According to a feasibility study released Saturday, a broader free trade deal, which will include Japan, South Korea, China, India, Australia and New Zealand would result in 1.3 percent increase in the grouping's gross domestic product.
Thai Commerce Minister Porntiva Nakasai said in a statement after the ministers’ meeting that the intra-regional FTA policy is aimed "to be less dependable on Western markets and interact with Asian countries".
The 16 economic ministers also agreed to set up a working group to explore various approaches of economic integration by examining three main issues: the Products Rules of Origin in each framework; classification of customs tariffs and customs procedures; and various economic cooperation, Thailand's Porntiva said.
The Bangkok meeting also saw China signing an investment agreement with Asean.
China is currently ranked the eighth-largest investor in Southeast Asia with $5.6 billion in cumulative investments in the region as of 2008. Investments in China from the 10 members of Asean amounted to $6.1 billion as of last year.
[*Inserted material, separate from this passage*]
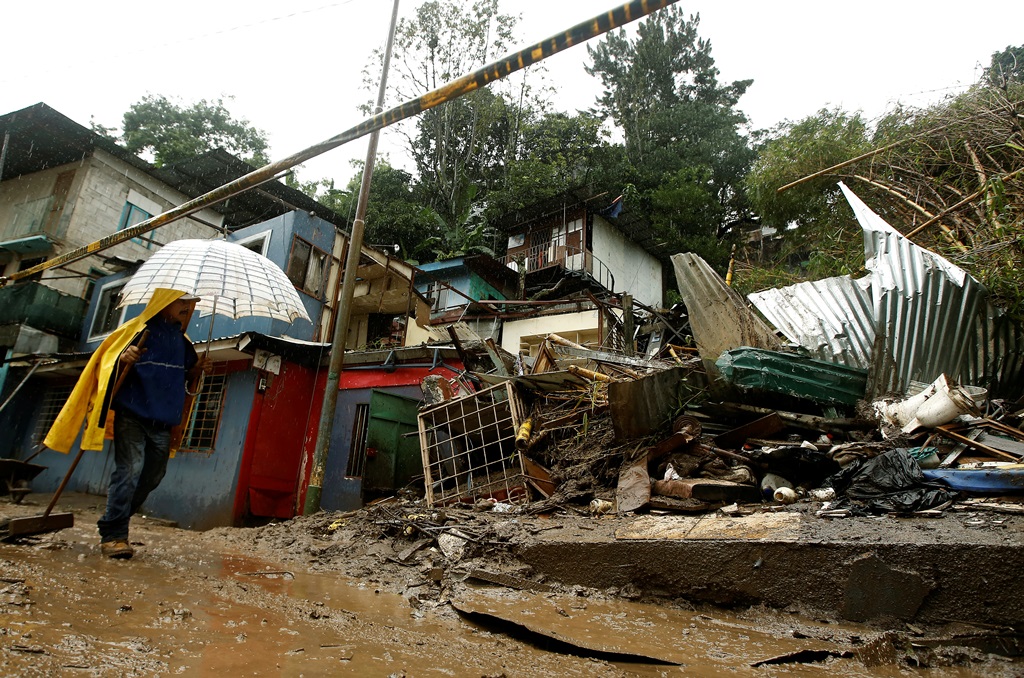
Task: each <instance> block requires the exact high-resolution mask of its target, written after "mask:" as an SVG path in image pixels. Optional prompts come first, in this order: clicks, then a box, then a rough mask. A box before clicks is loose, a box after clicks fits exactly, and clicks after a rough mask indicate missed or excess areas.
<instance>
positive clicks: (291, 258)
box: [285, 236, 330, 299]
Earlier on Thursday, Asean economic ministers and Indian Minister of Commerce and Industry Anand Sharma signed a long-awaited free trade agreement for trade in goods after more than six years of talks.
Asean and South Korea on Saturday also signed a letter of understanding on the Product Specific Rules of Origin to facilitate trade between two sides.
In addition, Asean member countries, Australia and New Zealand moved closer to an Asean-Australia- New Zealand Free Trade Agreement on Saturday after officials agreed to speed up the process to have the trade deal in place by January next year.